What is ‘Mysore-Style’
Mysore (Mysuru) is a city in southern India where the late Sri K. Pattabhi Jois, the guru of the modern ashtanga yoga lineage, established his school of yoga in 1948. Jois’ teachings were based on those of his guru T. Krishnamacharya (born in Mysore) who in turn based his teachings on the Yoga Korunta, a document describing six groups of postures as well as the concepts of vinyasa, drishti, bandhas and mudras, as well as yogic philosophy. The first westerner arrived to practice with Jois in the 1960s, and from that time Ashtanga vinyasa yoga has continued to spread throughout the world and continues to influence many other styles of yoga.
The traditional form of teaching yoga in India is ‘guru-shishya parampara’, or teacher-student uninterrupted oral tradition. The guru or teacher works with each student individually allowing a more student-determined, organic form of learning. More specifically, in the teaching of yoga asanas (postures) a student will spend time learning the aspects, benefits and contraindications of a particular posture as he or she physically practices. When the student masters the asana, he or she is assigned the next posture in the sequence. In this way, the student is able to build his or her individual practice, and develop a greater understanding of the practice as a whole.
In a typical ‘Mysore-style’ practice session, the student arrives at the time appointed by the guru or teacher and begins their practice, continuing up to the posture they are currently learning. At this point the guru will assist or provide further instruction, and, if competence in the posture has been achieved, will assign the next posture in the sequence.
Contrary to a led class, where an instructor verbalizes or demonstrates each breath and movement, an individual’s self-practice is a very profound internal journey. The only sound is the constant inhalation and exhalation as each student uses the ujayyi breath to generate heat within the body. At first a new student can be confused, distracted and uncertain of the way forward. But as he or she focuses on the breath and on the posture, the body finds the alignment and the mind settles into the rhythm of the practice.

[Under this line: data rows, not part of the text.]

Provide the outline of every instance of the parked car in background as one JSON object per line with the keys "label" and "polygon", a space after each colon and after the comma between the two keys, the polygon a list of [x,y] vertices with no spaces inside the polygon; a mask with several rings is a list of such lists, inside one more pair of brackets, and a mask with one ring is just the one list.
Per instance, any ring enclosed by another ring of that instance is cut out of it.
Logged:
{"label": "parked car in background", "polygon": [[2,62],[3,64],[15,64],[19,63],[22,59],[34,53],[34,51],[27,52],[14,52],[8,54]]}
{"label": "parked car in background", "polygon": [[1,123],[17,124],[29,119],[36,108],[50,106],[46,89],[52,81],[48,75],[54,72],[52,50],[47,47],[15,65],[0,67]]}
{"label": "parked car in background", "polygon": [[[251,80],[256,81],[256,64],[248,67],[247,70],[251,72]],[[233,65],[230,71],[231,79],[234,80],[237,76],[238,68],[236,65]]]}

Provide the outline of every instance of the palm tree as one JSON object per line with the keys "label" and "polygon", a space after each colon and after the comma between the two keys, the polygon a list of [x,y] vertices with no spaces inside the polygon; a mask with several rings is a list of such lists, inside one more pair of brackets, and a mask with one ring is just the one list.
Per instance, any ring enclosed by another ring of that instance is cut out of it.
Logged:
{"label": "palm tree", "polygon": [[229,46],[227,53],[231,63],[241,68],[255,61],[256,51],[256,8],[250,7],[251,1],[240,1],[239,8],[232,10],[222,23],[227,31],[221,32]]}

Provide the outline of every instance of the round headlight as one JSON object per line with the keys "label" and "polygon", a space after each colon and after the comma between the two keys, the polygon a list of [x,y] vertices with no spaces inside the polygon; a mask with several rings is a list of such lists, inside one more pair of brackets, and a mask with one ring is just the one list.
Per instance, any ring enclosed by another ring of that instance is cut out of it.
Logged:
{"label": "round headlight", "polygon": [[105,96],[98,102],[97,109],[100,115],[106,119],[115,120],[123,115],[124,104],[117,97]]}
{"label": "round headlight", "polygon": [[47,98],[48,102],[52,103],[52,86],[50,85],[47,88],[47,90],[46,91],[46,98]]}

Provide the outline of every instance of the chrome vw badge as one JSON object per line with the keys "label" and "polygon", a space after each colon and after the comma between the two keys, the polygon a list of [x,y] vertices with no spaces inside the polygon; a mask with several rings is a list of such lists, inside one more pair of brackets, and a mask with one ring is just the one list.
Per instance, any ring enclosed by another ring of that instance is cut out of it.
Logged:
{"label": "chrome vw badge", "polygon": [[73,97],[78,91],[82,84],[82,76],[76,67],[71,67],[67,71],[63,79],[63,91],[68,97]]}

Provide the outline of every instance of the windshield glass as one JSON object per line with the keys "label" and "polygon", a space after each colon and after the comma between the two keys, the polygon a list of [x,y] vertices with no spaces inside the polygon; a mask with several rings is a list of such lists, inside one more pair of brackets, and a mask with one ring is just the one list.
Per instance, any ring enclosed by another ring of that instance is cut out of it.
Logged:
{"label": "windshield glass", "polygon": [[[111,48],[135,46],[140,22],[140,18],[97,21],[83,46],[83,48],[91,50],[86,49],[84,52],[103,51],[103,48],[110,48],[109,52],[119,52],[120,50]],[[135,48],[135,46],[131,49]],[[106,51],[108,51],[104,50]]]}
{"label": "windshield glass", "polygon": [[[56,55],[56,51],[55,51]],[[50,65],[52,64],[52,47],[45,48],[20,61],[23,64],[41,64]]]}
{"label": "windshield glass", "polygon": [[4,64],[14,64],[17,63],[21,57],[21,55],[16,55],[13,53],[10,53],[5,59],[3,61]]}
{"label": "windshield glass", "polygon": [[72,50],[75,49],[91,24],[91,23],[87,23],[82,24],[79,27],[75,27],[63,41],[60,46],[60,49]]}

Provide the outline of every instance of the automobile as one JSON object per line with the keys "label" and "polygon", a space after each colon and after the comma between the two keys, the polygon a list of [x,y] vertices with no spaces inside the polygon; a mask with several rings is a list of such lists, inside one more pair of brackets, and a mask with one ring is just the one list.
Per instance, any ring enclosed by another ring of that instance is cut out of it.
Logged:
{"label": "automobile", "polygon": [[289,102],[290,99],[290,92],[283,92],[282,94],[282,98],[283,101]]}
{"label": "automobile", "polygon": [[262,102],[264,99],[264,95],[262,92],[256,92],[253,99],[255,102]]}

Even though there are many people practicing, each in their own breath or posture, the individual student is surrounded by the energy of the whole.
Mysore-style at Ekam Yoga
Most of Ekam Yoga’s time and space is committed to Mysore-style self-practice because we believe that this method of teaching and practicing yoga is the most liberating for the student. You will learn a lot about your body and your mind- what it will take and what it can give in return. In addition, this practice can be taken with you wherever you go for the rest of your life. Whether you want to practice it in your living room or on the beach during your next vacation, it belongs to you.